Fact checking Chicago Public Schools using algorithms, statistics and data mining


Some students take it easy for the spring semester of their senior year; I loaded up on Introduction to Algorithms and Statistical Methods for Data Mining. The stats class covered theoretical foundations for data mining techniques like logistic regression and neural networks and finished with an open-ended group project assignment.

As it happened, the class coincided with Chicago Public Schools' decision to close 49 schools. The move drew ferocious criticism from community groups (including the Chicago Teachers Union), which claimed CPS unfairly selected the schools to be closed. Protesters and internet memes accused the district of racism.

Those accusations turned out to be the perfect fact checking project for my algorithms and stats class. Classmates Jim Garrison, Jaya Sah and I used three data mining techniques — logistic regression, neural networks and classification trees — to determine if racial demographics predicted schools closings.

Feel free to read our 15-page report or look at the slides from our in-class presentation, but if you don't have that time, read on for five data observations I made during the project.

1) Get the basics

Before we opened SPSS to apply our data mining methods to determine if race is a predictor for schools closings, we ran some basic averages to get an initial evaluation of the protesters’ claims. Indeed, the Chicago school closures disproportionately affect black students, who make up 40% of the Chicago student population but 90% of the student body in closed schools.

We used the Illinois State Report Cards throughout our analysis, which is released annually and includes all kinds of statistics about campus demographics, test scores, and resources. But it was a lot of data. Wrangling the 9,655 columns of data for each school created problems for our analysis, and I spent the majority of my time reducing its complexity. Luckily I was working at the Knight Lab with Joe Germuska, who is very familiar with the Illinois data thanks to his work with the Chicago Tribune report cards news app.

2) CSVkit rules

Thanks to Joe I could use a schema to convert the 225 megabyte, semicolon-delimited 2012 report card file to a CSV. SPSS still couldn’t import 9,655 data attributes at once, and understanding what was in the dataset was a struggle.

CSVkit was a godsend. Chris Groskopf’s tool allowed us to examine and splice the data just how we wanted before importing it to SPSS. (More on our data cleaning methods below.) CSVkit allowed us a smooth workflow testing CSVs with different attributes so we only stayed in the library until 2 a.m., not 5 a.m.


3) Have a dirty data plan

Neural network of Chicago Public Schools.

Being aware of and dealing with “dirty data” – information that is inaccurate or incomplete – is vital for any data-driven project, but it was especially crucial to our data mining techniques. Neural networks and logistic regression fail with missing data, so we had to clean our dataset.

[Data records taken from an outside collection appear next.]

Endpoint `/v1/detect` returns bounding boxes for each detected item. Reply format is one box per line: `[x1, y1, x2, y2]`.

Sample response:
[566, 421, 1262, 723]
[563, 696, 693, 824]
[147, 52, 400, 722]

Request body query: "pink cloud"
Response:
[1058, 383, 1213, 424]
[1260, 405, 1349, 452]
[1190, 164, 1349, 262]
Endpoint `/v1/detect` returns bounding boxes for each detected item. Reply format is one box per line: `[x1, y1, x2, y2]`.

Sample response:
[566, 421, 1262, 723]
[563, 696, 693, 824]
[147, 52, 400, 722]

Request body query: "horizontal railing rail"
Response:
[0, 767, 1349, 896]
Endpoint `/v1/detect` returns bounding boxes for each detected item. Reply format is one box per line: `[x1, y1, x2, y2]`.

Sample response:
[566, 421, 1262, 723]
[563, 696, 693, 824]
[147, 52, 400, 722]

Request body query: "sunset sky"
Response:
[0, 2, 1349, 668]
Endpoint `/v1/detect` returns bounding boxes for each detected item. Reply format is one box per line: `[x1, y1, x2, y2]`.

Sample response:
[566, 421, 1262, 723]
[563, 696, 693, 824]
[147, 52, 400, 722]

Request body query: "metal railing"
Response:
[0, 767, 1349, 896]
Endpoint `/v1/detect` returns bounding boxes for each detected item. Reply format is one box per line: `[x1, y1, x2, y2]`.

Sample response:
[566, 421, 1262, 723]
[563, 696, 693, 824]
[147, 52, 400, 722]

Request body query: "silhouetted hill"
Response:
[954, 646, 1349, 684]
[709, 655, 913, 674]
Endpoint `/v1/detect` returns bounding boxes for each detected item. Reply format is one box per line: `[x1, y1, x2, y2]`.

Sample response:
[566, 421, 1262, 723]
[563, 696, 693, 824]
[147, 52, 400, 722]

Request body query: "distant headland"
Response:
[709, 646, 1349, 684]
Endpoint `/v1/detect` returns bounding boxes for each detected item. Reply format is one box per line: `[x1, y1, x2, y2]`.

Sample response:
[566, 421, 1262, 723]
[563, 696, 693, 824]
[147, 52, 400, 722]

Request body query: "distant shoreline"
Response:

We observed that the report cards included fields for high school graduation and high school test scores, even though the majority of our closed schools were elementary schools for which those did not apply. We used CSVkit to exclude those fields. For other missing data fields, however, we also could have used SPSS processes that compute averages to assign to missing data fields.

4) Another dimension, another dimension

The thousands of data attributes for each school also posed a challenge for SPSS and prevented our data mining methods from drawing conclusions. The case of having lots of columns in your CSV is called “high-dimensional data,” and it's an increasingly common situation in our data-driven world. Although techniques like “feature screening” and “multi-dimensional scaling” algorithmically address this issue, we came up with our own approach. We called it “the bracket,” or “March Madness.” Read our report if you’re curious.

5. Consider the source

Wrangling the state dataset was one of the most difficult aspects of this data mining project, so we could have considered using other sources or mashing several. A few possibilities for our project, which use various data sources and employ different levels of data analysis:


So what, finally, did logistic regressions, neural networks and classification trees say about the CPS school closures?

Our tests largely found attendance rate – “the aggregate days of student attendance, divided by the sum of the aggregate days of student attendance and aggregate days of student absence” – to be the best at predicting whether a school would close.

This supports CPS claims that schools were closed based on its own utilization metric. However, as Ramsin Canon writes, just because a decision isn’t based on race doesn’t necessarily mean its effects aren’t discriminatory.

Latest Posts

  • Building a Community for VR and AR Storytelling

    In 2016 we founded the Device Lab to provide a hub for the exploration of AR/VR storytelling on campus. In addition to providing access to these technologies for Medill and the wider Northwestern community, we’ve also pursued a wide variety of research and experimental content development projects. We’ve built WebVR timelines of feminist history and looked into the inner workings of ambisonic audio. We’ve built virtual coral reefs and prototyped an AR experience setting interviews...

    Continue Reading

  • A Brief Introduction to NewsgamesCan video games be used to tell the news?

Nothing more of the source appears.